“Waiter: I am sorry, we do not have Coke, is Pepsi okay?
Guest: I do not know, is monopoly money okay?”
– viral meme
Same. Same. But different.
Since ever, Coca-Cola, founded in 1886, and PepsiCo, which emerged as Pepsi-Cola in 1898, have engaged in a fierce rivalry, known as the “Cola Wars”. Surprisingly, both were created in pharmacies and were offered as medicine.
Fun fact: Coca-Cola even contained cocaine in its early days.
After more than a century, both companies are not only an integral part of our everyday lives but are also popular with investors. They are regarded as figureheads among quality companies because they pay stable dividends, have solid balance sheets and have grown your capital over decades.
Chart 1: Pepsi ($PEP) & Coca-Cola ($KO) vs. the S&P 500 ($SPX) since 1988

While Coca-Cola has remained steadfast in its commitment to soft drinks such as Coke, Fanta, and Sprite, PepsiCo has diversified its revenue streams.
Today, approximately half of PepsiCo’s earnings are derived from an assortment of snacks, including beloved brands like Doritos and Cheetos. This strategic move was born out of the realization that PepsiCo would always play second fiddle in the soft drink race.
After all, who has ever heard someone ask, “May I have a Pepsi, please?” while casually dining at a restaurant?
The undefeatable power of Coca-Cola’s brand has been immortalized in countless memes. My favorite is even this week’s quote.
Now, in their tireless pursuit of higher profits, both companies are setting their sights on a high-growth niche within the beverage market. And as yesterday’s quarterly results on July 13 made clear, Pepsi is reaping the fruits of a very smart decision.
They copied Coca-Cola…
Growth in an energy-charged niche
In August 2014, Coca-Cola made a farsighted decision.
It acquired a 16.7% stake in Monster Beverage, a US energy drink producer, and seized control of its global distribution. Hardly any company globally has developed better. The energy drinks segment is highly profitable and grows 3-4x faster than the general soft drinks market.
Over the past 20 years, Monster has compounded at a remarkable 43% annually.
To put this into perspective, your $1,000 investment in the company twenty years ago would now be worth over $1’300’000. Mind-boggling!
Chart 2: Energized: Monster Beverage Annual Sales in $ bn

But what if there exists a Monster 2.0?
Enter Celsius Holdings.
Celsius aims to dethrone Red Bull and Monster Beverage as the energy drink leader.
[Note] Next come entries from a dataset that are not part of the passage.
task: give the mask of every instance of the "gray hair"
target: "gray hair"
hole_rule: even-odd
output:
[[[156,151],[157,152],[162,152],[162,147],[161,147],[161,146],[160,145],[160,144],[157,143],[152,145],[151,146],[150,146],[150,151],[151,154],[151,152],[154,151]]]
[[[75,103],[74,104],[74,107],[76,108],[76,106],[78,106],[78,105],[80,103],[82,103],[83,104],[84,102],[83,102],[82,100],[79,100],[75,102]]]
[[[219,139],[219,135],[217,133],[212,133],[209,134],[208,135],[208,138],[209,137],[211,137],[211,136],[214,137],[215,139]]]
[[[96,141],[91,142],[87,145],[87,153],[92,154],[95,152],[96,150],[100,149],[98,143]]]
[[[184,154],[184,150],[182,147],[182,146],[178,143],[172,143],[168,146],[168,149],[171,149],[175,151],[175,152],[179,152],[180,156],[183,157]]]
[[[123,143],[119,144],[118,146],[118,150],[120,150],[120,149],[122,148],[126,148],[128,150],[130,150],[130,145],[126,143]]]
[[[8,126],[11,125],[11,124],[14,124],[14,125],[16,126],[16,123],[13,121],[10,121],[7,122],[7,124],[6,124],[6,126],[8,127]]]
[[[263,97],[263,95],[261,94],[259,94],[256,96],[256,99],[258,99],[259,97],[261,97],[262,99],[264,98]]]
Their promise includes muscle building, reduced body fat, and a long-lasting energy boost that allegedly helps burn calories.
On the one hand, Coca-Cola has agreed with Monster Beverage not to enter the energy drink market with any other product.
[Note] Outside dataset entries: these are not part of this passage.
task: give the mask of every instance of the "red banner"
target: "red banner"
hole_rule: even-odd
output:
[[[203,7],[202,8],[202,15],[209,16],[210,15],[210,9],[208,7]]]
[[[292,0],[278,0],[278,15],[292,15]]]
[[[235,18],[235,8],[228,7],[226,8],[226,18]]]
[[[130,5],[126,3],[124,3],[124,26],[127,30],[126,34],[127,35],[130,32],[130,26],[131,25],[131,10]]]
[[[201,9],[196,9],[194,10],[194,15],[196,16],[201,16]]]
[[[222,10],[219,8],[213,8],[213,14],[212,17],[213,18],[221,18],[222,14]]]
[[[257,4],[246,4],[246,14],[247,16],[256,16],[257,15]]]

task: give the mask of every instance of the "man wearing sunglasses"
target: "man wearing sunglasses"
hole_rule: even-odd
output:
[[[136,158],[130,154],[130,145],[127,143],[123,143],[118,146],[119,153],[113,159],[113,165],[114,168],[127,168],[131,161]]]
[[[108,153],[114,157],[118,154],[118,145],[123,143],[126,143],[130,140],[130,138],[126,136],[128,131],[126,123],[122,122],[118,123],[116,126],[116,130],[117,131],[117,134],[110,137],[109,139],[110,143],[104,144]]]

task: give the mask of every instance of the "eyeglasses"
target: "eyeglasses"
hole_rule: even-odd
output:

On the other hand, if you copied their proof-of-concept, that would be a great deal for Pepsi x Celsius, wouldn’t it?
Sure deal.
In August 2021, PepsiCo acquired 9% of Celsius and took over their distribution.
Finger on the Pulse of Time
Celsius has made remarkable strides in the US market, gaining market share from both Monster (37.4%) and Red Bull (35.1%).
Why is that?
This success can be attributed to a shift in consumer lifestyle, a rise in preference for healthy dietary practices, and an increase in health-conscious individuals.
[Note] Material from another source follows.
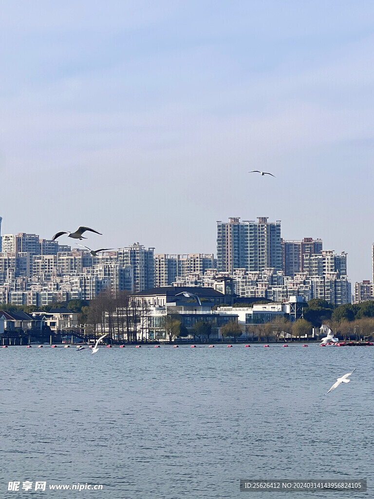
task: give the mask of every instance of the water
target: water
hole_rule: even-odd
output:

Celsius positions itself as a poster child for these trends.
Chart 3: Celsius Market Share Expectations in the US

Their flagship drinks contain seven vitamins, are sugar-free, and free from high fructose corn syrup, artificial colors, and flavors. Additionally, Celsius strategically collaborates with brand ambassadors and influencers on social media to stay in tune with current fitness demands.
After conquering the US, Celsius recently reached Europe and is now available in select stores, including Switzerland. Of course, as avid followers of the soft and energy drink market, we could not resist taking a research trip to Migros (no affiliation).
Chart 4: Our yield from Migros Stadelhofen at arvy’s field trip

arvy’s takeaway: The eternal battle between Coca-Cola and PepsiCo, driven by fierce competition, takes on a new dimension in an increasingly lucrative market segment. With Coca-Cola offering both a proof-of-concept and a copy-paste opportunity, PepsiCo’s deal with Celsius is a stroke of genius. Once again, an exciting journey unfolds, where captivating stories converge with lucrative investment opportunities for PepsiCo and investors alike. Now it is in the hands of Pepsi x Celsius to deliver in the coming years – time will tell.